Tuesday, January 14, 2014

On The Objectivity Of Science

A handsome man, seemingly  a man of science wearing a white coat appears on the Television screen and tells us how the health drink Horlicks has been found to be immensely beneficial in improving both the health and mind among young children. The visual, in order to back up the claim flashes young, healthy and  noisy children bustling with all the trappings of good health and mind. We the lay people lap up literally  what the handsome man in the advertisement announces because it is deeply ingrained in us that science is always non-partisan. Although it is questionable if the claim can stand to scientific test.

The commercial exploitation of science for its perceived strength of unbiased role(in knowledge production)) can be traced back to 1941 in the Chesterfield cigarette advertisement that depicted  researchers measuring nicotine  and thereby promoting the brand for its relatively low nicotine level.

Naturally questions will arise how science as an academic pursuit can be faulted on this count. It is the practitioners of science who are to be blamed. That is the crux of the matter that I wish to highlight. Those who may view science as a disembodied entity might hold a different viewpoint.

How ideology can privilege one set of scientific hypothesis over another can be found in the claims of Trofin Lysenko(1898—1976)an agronomist from former Soviet Union who argued in favour of the inheritance of acquired characteristics. In other words according to Lysenko mangoes can be grown in coconut trees. His method of mutating crops by ‘vernalization’ was tested in many countries and found to be false.
Interestingly it reminds me Bulgakov’s novel The Heart of a Dog in which a doctor implants a  human heart( other organs too including testicles) into a street dog assuming in the manner of Lysenko that the dog will exhibit behaviour that are human. Unfortunately the experiment goes awry and the dog becomes an intractable menace.  I often think that the novel is nothing but a lampooning of Lysenko’s outlandish idea.

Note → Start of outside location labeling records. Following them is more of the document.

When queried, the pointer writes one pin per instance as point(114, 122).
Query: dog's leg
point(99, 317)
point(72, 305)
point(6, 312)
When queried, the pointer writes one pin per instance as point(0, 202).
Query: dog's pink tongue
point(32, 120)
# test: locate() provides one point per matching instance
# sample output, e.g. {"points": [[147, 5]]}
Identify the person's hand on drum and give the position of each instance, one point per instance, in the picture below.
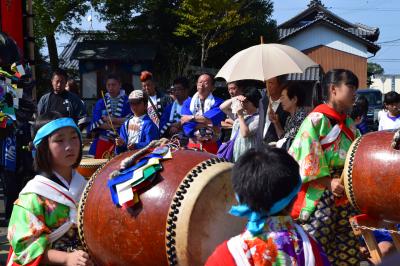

Yet the Lysenko hypothesis found favour with the Soviet regime because it is in line with the party’s ideology. In recent times the Steady state Theory that postulates that the universe has no beginning and no ending and it just is , finds support among the Marxist disciples simply for the reason that it precludes the need for a creator. In both the case I feel the scientific claim here is ideologically deterministic.

‘Forman Thesis’ named after the American science historian argues that the content of early Quantum Mechanics was shaped by the culture in which it was produced. It was the unexpected defeat of Germany in the first world war that prompted the scientists to accept the uncertainty principle put forward by Werner Heisenberg rather than alternate interpretations of Quantum Mechanics.

The title of Bruno Latur’s book’ Laboratory Life:The Social Construction Of Scientific facts(co written with Stephan Woolgar) is a pointer to the fact that even scientific facts can also be socially constructed.
A scientist is not a disembodied entity that toils day in and day out inside a laboratory. He or She is also a human being like you and me and is influenced by what goes around him or her.
In recent times our state has witnessed a massive uprising in the form of public protest against the construction of big dams. Reams of paper have been used in writing in favour of or against the construction of big dams. The whole issue has become hazy for lay people as the discourse has failed to bring about a reconciliation of the opposites.
Expert committees have been constituted that voice both for and against the issue. It will be interesting to see how the uprising is going to influence the scientific truths involved in the issue. Or will  science really remain unbiased?